I doubt that it will be controversial in this space if I call the 2014 San Antonio Spurs the most perfect example of team basketball in the history of the NBA. For me, the moment that embodied that most was the third quarter of game five of those NBA Finals, where Patty Mills poured in three after three. On most teams, in the playoffs, role players get cut out of the offense, and teams will tensely run play after play for their superstars. Not the San Antonio Spurs, they didn’t care who he was, if he was open, it was his shot.
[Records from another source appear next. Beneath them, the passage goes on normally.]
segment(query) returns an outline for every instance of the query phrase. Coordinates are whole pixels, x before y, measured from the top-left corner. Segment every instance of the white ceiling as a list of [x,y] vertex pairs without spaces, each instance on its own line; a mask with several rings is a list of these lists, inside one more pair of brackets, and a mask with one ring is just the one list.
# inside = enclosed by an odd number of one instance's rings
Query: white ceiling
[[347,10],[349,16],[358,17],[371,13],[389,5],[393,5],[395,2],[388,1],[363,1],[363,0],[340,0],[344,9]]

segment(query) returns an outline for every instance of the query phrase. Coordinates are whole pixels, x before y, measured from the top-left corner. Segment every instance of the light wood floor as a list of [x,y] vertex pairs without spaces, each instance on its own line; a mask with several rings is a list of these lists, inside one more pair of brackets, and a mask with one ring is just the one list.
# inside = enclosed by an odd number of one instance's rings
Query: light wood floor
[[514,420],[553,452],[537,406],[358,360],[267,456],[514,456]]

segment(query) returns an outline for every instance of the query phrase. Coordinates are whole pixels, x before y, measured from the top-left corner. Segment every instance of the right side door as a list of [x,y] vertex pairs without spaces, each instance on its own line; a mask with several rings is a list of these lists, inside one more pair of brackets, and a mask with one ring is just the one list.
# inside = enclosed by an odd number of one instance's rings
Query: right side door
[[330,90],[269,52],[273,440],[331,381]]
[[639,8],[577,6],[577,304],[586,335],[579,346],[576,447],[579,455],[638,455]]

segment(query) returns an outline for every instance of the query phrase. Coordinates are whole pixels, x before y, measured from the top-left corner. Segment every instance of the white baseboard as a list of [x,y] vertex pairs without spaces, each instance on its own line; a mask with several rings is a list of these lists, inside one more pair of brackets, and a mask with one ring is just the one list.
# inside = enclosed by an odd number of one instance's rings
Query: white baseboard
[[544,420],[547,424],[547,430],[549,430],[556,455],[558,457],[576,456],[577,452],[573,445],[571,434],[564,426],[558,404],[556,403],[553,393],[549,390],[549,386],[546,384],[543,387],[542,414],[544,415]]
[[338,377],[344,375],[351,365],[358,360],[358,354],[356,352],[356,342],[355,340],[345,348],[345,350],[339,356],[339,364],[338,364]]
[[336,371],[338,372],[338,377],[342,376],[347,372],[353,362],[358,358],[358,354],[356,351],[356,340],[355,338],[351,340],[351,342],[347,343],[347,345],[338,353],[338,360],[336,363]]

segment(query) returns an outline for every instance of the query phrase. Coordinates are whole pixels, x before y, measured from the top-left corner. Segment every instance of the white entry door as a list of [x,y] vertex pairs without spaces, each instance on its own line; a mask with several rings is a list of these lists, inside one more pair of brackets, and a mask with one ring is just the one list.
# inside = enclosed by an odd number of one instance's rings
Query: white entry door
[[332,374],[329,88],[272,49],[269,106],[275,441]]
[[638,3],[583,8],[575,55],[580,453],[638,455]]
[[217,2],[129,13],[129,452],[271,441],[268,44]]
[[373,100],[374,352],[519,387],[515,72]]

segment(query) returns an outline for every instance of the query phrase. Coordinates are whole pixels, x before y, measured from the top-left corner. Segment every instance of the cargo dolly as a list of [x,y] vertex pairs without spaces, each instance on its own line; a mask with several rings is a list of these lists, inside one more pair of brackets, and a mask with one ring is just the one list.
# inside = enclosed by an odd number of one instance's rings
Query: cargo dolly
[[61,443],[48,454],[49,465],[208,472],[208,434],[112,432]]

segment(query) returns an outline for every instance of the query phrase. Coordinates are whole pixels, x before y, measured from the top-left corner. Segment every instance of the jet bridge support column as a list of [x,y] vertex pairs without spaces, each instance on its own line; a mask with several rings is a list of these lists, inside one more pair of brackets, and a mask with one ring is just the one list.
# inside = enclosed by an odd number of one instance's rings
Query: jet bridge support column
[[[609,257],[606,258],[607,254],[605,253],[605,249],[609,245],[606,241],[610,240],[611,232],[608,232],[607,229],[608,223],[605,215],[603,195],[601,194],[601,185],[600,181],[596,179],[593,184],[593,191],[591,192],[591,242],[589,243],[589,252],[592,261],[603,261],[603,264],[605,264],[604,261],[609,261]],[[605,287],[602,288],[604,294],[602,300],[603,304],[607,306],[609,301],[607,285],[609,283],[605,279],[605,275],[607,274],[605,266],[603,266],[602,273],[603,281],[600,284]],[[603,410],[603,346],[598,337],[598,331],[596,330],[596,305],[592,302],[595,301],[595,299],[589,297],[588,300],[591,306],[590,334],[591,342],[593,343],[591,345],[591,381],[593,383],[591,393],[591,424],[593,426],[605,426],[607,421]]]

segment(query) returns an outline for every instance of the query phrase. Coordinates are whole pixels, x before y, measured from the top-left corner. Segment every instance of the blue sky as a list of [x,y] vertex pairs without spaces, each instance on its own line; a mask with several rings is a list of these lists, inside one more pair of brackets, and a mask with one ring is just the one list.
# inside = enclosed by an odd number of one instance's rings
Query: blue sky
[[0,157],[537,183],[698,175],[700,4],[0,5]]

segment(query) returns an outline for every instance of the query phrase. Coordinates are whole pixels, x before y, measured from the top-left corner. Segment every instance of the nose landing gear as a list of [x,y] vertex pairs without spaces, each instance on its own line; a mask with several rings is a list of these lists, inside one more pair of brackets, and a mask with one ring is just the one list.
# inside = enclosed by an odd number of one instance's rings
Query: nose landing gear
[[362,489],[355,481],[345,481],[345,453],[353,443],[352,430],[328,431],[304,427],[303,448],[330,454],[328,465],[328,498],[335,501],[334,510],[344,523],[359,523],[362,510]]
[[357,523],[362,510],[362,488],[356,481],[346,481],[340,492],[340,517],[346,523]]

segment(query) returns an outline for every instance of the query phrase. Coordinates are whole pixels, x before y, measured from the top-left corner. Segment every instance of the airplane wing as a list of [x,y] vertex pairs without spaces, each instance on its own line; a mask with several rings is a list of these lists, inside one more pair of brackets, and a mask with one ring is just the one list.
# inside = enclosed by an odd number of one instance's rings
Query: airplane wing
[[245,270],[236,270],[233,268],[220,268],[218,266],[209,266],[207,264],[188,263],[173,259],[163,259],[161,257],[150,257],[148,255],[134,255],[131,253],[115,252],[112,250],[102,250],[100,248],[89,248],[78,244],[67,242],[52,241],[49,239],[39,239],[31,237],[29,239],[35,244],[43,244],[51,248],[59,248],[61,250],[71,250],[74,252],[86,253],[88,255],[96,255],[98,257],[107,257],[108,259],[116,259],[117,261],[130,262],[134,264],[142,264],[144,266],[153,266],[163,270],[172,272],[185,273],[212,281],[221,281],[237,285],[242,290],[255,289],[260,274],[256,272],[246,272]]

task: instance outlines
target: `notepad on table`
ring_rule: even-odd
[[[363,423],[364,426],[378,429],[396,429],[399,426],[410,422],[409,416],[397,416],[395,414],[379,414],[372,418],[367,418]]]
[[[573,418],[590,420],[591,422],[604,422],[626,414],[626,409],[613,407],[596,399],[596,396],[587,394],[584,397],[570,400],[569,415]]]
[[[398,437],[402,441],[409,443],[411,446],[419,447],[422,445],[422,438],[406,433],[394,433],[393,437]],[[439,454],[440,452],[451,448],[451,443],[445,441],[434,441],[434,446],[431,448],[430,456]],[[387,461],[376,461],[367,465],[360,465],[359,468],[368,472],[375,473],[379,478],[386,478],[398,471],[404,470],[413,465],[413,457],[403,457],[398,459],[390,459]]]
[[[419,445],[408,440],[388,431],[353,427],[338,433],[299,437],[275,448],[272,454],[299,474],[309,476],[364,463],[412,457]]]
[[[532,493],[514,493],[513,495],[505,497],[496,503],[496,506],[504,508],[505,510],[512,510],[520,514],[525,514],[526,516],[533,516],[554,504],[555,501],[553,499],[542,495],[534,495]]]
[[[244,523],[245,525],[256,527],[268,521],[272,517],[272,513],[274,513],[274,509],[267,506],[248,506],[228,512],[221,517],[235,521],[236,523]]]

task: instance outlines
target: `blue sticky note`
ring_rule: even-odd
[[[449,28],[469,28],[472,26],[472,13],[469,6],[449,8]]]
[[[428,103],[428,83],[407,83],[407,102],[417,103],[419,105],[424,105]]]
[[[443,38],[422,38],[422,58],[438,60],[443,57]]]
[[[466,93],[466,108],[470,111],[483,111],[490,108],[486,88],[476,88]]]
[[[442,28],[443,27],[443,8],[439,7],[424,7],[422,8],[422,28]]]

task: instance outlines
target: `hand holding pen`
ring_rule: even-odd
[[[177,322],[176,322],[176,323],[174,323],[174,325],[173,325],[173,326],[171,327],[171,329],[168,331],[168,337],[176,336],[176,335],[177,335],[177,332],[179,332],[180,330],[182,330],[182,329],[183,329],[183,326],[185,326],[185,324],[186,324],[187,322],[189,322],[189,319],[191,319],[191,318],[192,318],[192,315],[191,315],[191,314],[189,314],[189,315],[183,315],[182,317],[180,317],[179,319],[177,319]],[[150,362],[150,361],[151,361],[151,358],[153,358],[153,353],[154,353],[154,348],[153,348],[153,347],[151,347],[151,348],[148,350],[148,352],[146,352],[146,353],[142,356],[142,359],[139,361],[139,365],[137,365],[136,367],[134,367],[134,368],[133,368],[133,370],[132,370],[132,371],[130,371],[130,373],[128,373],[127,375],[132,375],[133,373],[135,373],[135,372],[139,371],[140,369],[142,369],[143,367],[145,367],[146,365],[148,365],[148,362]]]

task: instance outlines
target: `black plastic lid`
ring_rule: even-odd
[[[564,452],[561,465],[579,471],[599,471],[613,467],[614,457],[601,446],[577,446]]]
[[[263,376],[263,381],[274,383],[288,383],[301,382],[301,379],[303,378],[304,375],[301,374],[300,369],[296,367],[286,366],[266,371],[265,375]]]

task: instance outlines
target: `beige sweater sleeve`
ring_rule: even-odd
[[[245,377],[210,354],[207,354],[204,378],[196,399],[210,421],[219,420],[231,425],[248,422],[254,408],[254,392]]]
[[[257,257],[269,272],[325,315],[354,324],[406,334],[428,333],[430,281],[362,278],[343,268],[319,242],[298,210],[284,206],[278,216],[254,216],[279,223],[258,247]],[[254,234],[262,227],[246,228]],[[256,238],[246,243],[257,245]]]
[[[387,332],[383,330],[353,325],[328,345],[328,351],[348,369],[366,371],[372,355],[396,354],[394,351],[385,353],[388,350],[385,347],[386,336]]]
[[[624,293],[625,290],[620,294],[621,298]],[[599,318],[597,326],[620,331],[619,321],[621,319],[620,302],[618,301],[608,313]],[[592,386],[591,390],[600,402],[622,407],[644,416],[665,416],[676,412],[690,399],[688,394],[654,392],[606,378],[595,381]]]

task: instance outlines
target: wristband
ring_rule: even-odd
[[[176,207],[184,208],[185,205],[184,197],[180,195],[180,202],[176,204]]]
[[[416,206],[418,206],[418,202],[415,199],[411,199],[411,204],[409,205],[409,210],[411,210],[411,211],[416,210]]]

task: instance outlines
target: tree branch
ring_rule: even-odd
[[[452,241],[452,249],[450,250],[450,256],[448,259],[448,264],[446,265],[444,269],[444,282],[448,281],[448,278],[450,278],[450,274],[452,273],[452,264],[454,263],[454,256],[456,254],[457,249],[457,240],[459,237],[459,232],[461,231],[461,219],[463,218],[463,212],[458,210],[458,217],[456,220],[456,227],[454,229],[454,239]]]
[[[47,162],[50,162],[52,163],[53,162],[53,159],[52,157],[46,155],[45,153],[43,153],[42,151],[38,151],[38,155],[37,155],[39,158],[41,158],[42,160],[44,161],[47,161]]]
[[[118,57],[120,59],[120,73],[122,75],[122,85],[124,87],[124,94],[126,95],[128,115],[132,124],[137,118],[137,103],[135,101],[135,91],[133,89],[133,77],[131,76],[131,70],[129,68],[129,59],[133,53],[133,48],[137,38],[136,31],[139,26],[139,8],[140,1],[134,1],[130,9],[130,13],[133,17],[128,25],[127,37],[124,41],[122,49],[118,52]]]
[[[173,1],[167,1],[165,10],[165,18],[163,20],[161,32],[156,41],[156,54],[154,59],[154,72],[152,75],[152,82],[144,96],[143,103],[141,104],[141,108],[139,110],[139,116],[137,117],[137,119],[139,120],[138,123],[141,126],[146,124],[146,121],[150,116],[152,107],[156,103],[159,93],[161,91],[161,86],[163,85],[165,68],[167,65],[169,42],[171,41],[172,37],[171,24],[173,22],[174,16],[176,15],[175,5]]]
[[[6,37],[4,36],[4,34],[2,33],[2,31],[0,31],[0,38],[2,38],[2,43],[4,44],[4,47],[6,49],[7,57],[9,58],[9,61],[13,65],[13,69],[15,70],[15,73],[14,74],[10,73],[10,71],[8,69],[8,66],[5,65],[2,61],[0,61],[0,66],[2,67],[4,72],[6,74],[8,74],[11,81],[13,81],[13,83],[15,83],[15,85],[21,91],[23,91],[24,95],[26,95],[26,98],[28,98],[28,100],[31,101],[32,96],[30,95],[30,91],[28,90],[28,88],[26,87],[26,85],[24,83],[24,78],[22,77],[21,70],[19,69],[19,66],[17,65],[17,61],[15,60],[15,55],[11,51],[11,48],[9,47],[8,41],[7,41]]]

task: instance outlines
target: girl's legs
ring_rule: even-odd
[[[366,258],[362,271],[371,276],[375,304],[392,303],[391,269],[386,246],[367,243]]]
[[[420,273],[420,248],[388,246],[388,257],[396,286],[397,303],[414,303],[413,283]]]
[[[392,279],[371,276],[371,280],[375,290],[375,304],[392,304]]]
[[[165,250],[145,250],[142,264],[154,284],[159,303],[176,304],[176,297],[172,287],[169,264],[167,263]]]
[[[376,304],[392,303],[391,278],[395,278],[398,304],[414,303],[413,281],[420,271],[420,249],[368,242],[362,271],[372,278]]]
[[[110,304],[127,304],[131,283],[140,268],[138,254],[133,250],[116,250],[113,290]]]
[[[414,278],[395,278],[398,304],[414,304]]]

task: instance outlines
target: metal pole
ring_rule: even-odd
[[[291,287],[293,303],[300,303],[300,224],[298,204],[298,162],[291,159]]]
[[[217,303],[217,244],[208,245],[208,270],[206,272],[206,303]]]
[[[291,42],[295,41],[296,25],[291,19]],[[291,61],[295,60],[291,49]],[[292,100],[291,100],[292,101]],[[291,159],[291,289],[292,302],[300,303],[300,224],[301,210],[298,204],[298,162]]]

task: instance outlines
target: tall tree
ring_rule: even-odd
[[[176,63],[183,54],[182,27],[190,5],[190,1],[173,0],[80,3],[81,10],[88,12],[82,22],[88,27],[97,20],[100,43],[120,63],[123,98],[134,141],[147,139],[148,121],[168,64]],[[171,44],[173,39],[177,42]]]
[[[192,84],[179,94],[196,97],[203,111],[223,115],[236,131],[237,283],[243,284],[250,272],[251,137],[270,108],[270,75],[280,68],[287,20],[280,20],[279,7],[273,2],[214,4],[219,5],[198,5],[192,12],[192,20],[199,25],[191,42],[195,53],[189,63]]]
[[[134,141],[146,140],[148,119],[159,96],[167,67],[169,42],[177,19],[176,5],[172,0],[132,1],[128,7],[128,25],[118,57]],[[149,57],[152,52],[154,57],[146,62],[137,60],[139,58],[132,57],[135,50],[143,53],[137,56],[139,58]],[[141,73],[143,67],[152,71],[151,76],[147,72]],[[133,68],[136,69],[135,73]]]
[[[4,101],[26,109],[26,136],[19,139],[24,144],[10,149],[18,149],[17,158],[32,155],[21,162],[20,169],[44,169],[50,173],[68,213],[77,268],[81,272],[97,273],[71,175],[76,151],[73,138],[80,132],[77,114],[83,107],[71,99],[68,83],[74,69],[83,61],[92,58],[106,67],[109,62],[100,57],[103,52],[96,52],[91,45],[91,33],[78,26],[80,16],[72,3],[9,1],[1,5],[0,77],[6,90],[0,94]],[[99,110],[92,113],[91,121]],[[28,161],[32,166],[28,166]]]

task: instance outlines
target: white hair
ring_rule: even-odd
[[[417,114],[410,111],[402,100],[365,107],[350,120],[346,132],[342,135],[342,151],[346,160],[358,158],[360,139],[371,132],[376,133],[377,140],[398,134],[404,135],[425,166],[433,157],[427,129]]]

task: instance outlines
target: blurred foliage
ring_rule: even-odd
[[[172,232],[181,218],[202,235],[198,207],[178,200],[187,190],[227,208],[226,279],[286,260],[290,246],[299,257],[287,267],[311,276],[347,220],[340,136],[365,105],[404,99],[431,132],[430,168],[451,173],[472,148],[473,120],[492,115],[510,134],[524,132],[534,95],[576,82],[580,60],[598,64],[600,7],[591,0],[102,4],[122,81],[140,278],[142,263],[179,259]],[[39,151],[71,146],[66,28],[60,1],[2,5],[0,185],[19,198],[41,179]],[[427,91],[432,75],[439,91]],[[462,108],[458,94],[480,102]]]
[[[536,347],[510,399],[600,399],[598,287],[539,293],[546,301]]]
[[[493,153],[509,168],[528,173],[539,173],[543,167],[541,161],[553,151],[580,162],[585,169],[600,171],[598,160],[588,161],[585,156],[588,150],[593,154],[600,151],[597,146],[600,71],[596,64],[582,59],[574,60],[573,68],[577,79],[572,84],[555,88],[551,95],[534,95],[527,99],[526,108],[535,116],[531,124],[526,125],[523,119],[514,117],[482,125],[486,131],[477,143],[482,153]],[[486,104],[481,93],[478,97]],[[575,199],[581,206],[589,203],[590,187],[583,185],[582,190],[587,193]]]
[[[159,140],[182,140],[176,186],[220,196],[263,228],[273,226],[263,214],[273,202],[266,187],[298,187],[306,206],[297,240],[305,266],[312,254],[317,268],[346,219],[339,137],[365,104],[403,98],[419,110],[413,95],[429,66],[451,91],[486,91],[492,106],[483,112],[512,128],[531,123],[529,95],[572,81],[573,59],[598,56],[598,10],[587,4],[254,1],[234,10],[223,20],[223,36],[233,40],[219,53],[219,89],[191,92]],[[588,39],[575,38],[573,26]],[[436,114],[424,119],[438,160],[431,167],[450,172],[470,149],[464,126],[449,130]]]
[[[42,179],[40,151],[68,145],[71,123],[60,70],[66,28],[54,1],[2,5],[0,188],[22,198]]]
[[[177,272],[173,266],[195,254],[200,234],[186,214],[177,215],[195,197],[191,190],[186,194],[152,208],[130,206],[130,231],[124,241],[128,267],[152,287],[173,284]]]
This current iteration of the Spurs is not nearly that talented, but for the first time in years, that mentality is back. After the Kawhi Leonard trade, the Spurs found themselves with an offense built around isolation mid range shooters, with DeMar DeRozan, LaMarcus Aldridge, Rudy Gay, and others, and even last season the offensive game plan was built around a single ball dominant star in Dejounte Murray, but now it would seem true Gregg Popovich basketball is back, and I am loving every minute of it.
On that title team, every single player had over 70% of their three point attempts assisted, and other than Mills, Tony Parker, Cory Joseph, and Manu Ginobili, everyone in the rotation had the majority of their two point attempts assisted as well. This season, everyone on the team has had over 90% of their three point attempts assisted, and other than Tre Jones and the very small sample size from Blake Wesley, everyone has over half their two point attempts assisted as well.
Not only are a large portion of their buckets being assisted, but how those assists are coming resemble 2014 as well. Last season, with a high usage point guard, the Spurs Murray, with 9.2 assists, had more than double the assists per game of anyone who finished the year with the Spurs (Derrick White averaged 5.6). This year, they lead the league in assists at just over 31 per game while not having anyone average over 5.3 assists per game. In 2014, they also led the league in assists with no one average more than 5.7 a game.
The fact that the Spurs are not wholly reliant on one player to create assists is a big part of why they have performed well so far despite having many key players missing. Everyone is being relied upon to make decisions within the offense, so the offense doesn’t stop just because one player is out.
That is not to say that the current rash of injuries isn’t concerning. One of the reasons that 2014 team was so good was because their depth made it so that no one had to play even 30 minutes a night during the regular season, so everyone was fresh come the playoffs. Pop is trying to manage the minutes this year in a similar way, but because this team is not as talented as the championship contenders in years past, the amount of energy players like Devin Vassell or Keldon Johnson have to exert in 30-34 minutes of play is much higher. It remains to be seen if they can maintain the same level of play over the course of the whole season.
In the meantime, we have the most fun team to watch in the NBA. Win or lose, in seven games this season we’ve seen a top level effort and beautiful team basketball every night but one. If they can continue that for the entire season, it will be a satisfying year from a fan’s perspective regardless of what the final record looks like.